Heroin high `is not a panacea' "Right now all the agencies are doing an effective job within their own prescribed areas and all of us could benefit if there was readily available data.

"We could all get a better, fuller picture of the problem across the whole island. It will be a tool to assist all of us.'' Dr. Binns said that each agency caters to its own population.

"The people that go to the EAP won't be the same as the ones that go to Addiction Services unless those agencies refer clients between them.

"Montrose will see another slice of the Bermudian drug using population and then the private agencies will see a different group again.'' The NDC is currently liaising with the EAP who have been collecting data since they began their work ten years ago.

With 165 companies and close to 13,000 employees and their immediate families on board, the EAP serves half the population or more than 30,000 residents.

"Our information suggests that heroin, having been kept at a distance, is starting to regain its attractiveness,'' EAP executive director Deborah Carr said.

"We at the EAP have one foot in corporate Bermuda and one foot in the community. We are the middle seat. We refer our clients elsewhere if that is needed or we may do short term counselling at our offices.'' In the ten years of its existence, Mrs. Carr said the EAP had not seen people coming in with heroin addiction.

"People with addictions to cannabis, crack cocaine and alcohol are far more prevalent in our practice than any others,'' she explained. "There was a smattering of ecstasy but not much of that.

"We have not found our clients reporting that heroin was their primary drug.

It was something they may have tried once or twice in a recreational setting like a party.

"They find that it takes away stress unlike cocaine. But so far no heroin has been detected in any of the random drug tests carried out in the work place.'' The reason, Mrs. Carr surmised, is that heroin slows the user down so much that he or she cannot function in the workplace.

Conversely, cocaine abuse was more compatible with the pressurised environment of the workplace because it gave the user energy, drive and an alertness that made them able to work for long periods.
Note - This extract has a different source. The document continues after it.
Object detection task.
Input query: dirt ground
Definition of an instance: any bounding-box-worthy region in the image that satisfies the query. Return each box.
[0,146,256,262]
"Managers are better able today as a result of education to detect the symptoms of drug abuse.

"But I can see in the not too distant future a situation where parents seek out help because they are unable to cope with their teenaged children who are heroin addicts.

"The children are at risk because they do not see heroin as a bad drug. Our job at the EAP will be to educate parents so that they can recognise the signs and symptoms of heroin use or abuse.

"The current generation of parents are unfamiliar with heroin. So we will work through our agency to teach parents to recognise the paraphernalia, smells and other signs that their child has a problem.

"It is our role to provide information to our clients in an easily digestible form.'' Meanwhile, Mrs. Carr said that parents must face the heroin menace squarely and tell their children the truth.

"If you tell your children that drugs are bad and then they try them and have a pleasurable experience there is a conflict.

"They must be told that the short lived high they receive is not a panacea.'' Tomorrow: How the Police and Customs tackle heroin.

HEROIN THE FACTS Changes in heroin use among secondary school students 1991-1994.

2.2 percent of the 3,000 students surveyed in 1994 had tried heroin their lifetimes, compared to 1.6 percent in 1991.

1.6 percent of students had taken it at least once in the last 12 months in 1994 compared to 1.2 percent in 1991.

Eight of ten students surveyed who admitted trying heroin had done so by age 14.

In 1991, 15.6 percent of students said heroin would be easy to obtain. In 1994, 17.2 percent said it would be easy to obtain.